この組織の強みは「知識の分散」と「プロセスの明文化」です。キーマン離職のリスクは低く、PMI後の統合コストも小さいと予測できます。
不健全な組織の例
シリーズB調達後・エンジニア20名のスタートアップ。年間離職率35%・バス係数1(創業CTOのみが全インフラを把握)・デプロイは月2〜3回。採用はCTOのネットワーク頼りで基準は口頭のみ。ADRは存在せず、技術選定の理由を誰も説明できない状態です。
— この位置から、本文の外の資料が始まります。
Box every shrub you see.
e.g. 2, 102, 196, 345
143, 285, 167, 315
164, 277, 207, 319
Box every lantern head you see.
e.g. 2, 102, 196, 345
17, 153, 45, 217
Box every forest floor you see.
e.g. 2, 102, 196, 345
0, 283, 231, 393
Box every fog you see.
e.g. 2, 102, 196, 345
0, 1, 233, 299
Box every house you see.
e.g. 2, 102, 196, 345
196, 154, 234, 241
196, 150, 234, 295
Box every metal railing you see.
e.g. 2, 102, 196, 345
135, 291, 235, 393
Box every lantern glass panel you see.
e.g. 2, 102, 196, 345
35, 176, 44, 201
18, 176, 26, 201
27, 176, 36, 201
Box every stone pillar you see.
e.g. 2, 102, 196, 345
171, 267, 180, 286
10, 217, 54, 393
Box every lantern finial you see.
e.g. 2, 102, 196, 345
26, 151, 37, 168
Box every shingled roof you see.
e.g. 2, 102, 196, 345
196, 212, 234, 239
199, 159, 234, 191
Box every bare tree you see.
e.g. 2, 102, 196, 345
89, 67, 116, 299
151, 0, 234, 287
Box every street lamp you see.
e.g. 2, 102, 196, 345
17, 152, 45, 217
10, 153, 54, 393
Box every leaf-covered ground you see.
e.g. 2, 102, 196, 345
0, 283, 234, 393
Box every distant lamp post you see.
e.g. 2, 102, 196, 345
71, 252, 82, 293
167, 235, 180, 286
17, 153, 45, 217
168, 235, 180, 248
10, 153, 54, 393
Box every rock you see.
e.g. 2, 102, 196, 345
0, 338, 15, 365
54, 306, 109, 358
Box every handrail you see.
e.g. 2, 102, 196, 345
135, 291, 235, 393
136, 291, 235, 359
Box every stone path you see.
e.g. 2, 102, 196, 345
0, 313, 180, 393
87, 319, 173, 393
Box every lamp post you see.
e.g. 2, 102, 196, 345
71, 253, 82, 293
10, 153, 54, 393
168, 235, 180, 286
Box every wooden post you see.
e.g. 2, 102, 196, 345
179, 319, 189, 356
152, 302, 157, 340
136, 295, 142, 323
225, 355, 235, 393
技術DDの全体像の観点から見ると、このケースはPMI後のリスクが高く、バリューアップ支援の優先課題として「CTO依存の解消」と「採用プロセスの整備」を設定すべきです。創業CTOが買収後も残留する場合でも知識の移転計画は必須であり、こうした組織評価から支援設計までを一貫して行うアプローチは投資家向けTiedProで説明しています。
まとめ
エンジニア組織の健全性を評価する際は、採用・定着・スキル分布・意思決定の4軸で定量・定性の両面から分析することが重要です。フェーズに応じた基準を適用し、レッドフラグとイエローフラグを区別することで、投資判断や買収後の統合計画の精度が高まります。